6 Reasons Dollar General Isn't Worth Buying Right Now

6 Reasons Dollar General Isn't Worth Buying Right Now

Photo Source: Dollar General

Dollar General Corp. (DG) shares traded lower by 3% on Monday following a downgrade.

The Analyst

Bank of America analyst Robert Ohmes downgraded Dollar General from Neutral to Underperform and cut his price target from $225 to $190.

The Thesis

In the note, Ohmes listed six reasons he is now bearish on the discount retailer:

  1. Dollar General sales have historically been negatively correlated to gasoline prices, which have been on the rise heading into summer travel season.
  2. The company is facing difficult year-over-year pandemic comps at the same time that grocery stores are returning to sales promotions.
  3. Online grocery penetration by Amazon.com, Inc. (AMZN), Walmart Inc (WMT), and others is pressuring Dollar General’s market share.
  4. The return of prescription drug sales at both food retailers and drug stores could pressure Dollar General’s traffic and same-store sales.
  5. Dollar General is poorly positioned to manage wage growth given that wages currently represent about 10% of Dollar General’s total sales, and Ohmes said most associates start at or near state minimum wage levels.
  6. Dollar General shares will likely experience earnings multiple contraction in an environment of decelerating and even negative same-store sales growth.

“We expect same store sales to inflect negatively in F1Q22 as DG begins lapping avg. ticket benefits from highly elevated consumables inflation,” Ohmes said.

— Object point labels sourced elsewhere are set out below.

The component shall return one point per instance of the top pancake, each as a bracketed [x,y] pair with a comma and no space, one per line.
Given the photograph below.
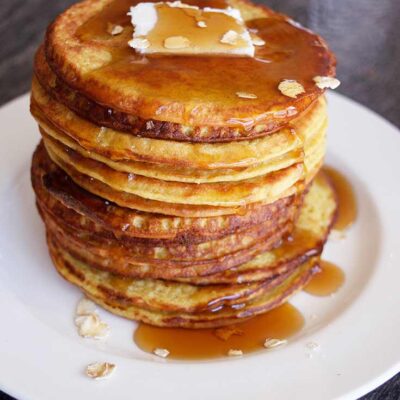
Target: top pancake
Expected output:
[185,98]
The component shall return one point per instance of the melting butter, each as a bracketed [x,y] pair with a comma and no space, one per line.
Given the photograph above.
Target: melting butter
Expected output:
[178,28]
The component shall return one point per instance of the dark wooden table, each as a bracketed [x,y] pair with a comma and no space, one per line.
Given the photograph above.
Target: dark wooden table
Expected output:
[364,35]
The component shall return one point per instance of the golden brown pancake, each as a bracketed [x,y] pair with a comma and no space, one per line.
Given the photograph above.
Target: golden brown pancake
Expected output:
[168,198]
[309,235]
[87,212]
[156,307]
[181,92]
[266,188]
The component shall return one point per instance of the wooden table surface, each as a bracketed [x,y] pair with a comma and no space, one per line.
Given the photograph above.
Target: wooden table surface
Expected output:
[364,35]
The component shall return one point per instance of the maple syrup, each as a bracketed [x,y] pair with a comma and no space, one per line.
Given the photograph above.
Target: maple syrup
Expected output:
[196,344]
[289,52]
[347,205]
[327,281]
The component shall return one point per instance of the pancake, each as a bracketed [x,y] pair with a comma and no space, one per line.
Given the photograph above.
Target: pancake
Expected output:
[167,196]
[307,239]
[132,251]
[114,298]
[266,188]
[89,213]
[58,120]
[159,295]
[311,128]
[198,91]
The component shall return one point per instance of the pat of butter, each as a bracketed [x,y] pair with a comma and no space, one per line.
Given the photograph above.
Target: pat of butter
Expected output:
[178,28]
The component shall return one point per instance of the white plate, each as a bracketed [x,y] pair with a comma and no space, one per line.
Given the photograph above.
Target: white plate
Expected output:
[358,329]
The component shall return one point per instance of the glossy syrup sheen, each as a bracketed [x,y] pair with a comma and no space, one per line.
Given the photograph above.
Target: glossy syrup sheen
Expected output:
[347,204]
[327,281]
[196,344]
[186,83]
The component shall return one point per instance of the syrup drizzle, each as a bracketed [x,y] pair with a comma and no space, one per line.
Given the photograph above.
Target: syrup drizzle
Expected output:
[198,344]
[347,205]
[327,281]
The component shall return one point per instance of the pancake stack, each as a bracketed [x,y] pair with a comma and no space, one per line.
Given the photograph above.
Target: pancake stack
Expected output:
[170,195]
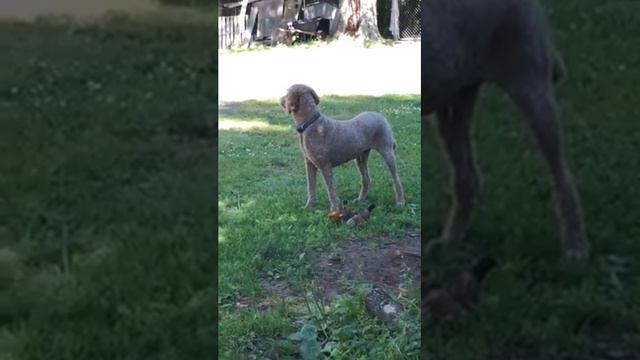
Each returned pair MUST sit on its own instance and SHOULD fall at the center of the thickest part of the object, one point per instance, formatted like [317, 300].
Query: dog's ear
[315, 97]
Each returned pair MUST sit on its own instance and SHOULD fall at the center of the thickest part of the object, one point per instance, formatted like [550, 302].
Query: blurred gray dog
[467, 43]
[327, 143]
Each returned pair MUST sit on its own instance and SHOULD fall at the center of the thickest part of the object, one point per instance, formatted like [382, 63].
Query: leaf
[308, 332]
[310, 349]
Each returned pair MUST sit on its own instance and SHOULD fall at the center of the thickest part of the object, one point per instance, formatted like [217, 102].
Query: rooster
[361, 217]
[344, 214]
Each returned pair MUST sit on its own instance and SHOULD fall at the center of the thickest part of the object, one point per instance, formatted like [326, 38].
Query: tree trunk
[358, 18]
[394, 23]
[243, 25]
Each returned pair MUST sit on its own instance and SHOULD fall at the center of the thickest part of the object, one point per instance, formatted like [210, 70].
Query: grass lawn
[269, 244]
[107, 188]
[536, 304]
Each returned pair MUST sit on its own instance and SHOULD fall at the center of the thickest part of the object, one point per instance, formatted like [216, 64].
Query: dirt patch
[385, 262]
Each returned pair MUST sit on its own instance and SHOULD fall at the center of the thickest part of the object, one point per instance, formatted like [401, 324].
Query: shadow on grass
[107, 139]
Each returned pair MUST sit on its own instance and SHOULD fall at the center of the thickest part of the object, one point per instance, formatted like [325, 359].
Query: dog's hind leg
[312, 171]
[361, 163]
[454, 127]
[390, 159]
[535, 98]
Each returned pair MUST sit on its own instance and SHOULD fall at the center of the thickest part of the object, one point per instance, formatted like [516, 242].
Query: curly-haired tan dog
[327, 143]
[506, 43]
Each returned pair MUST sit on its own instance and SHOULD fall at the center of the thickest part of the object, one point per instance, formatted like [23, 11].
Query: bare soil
[385, 262]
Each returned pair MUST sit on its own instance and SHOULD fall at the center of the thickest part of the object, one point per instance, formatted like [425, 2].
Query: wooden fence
[229, 32]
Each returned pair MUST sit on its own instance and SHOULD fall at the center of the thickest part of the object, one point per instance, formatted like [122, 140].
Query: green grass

Bank of America is projecting an 11.5% decline in EPS and a 1.3% drop in sales in fiscal 2022.

Benzinga’s Take

The good news for Dollar General investors is that the stock already trades at around 19 times forward earnings, so its valuation downside may be limited. In addition, once the company makes it through a difficult period of comps over the next several quarters, Bank of America is expecting sales growth to rebound to +8.5% in fiscal 2023.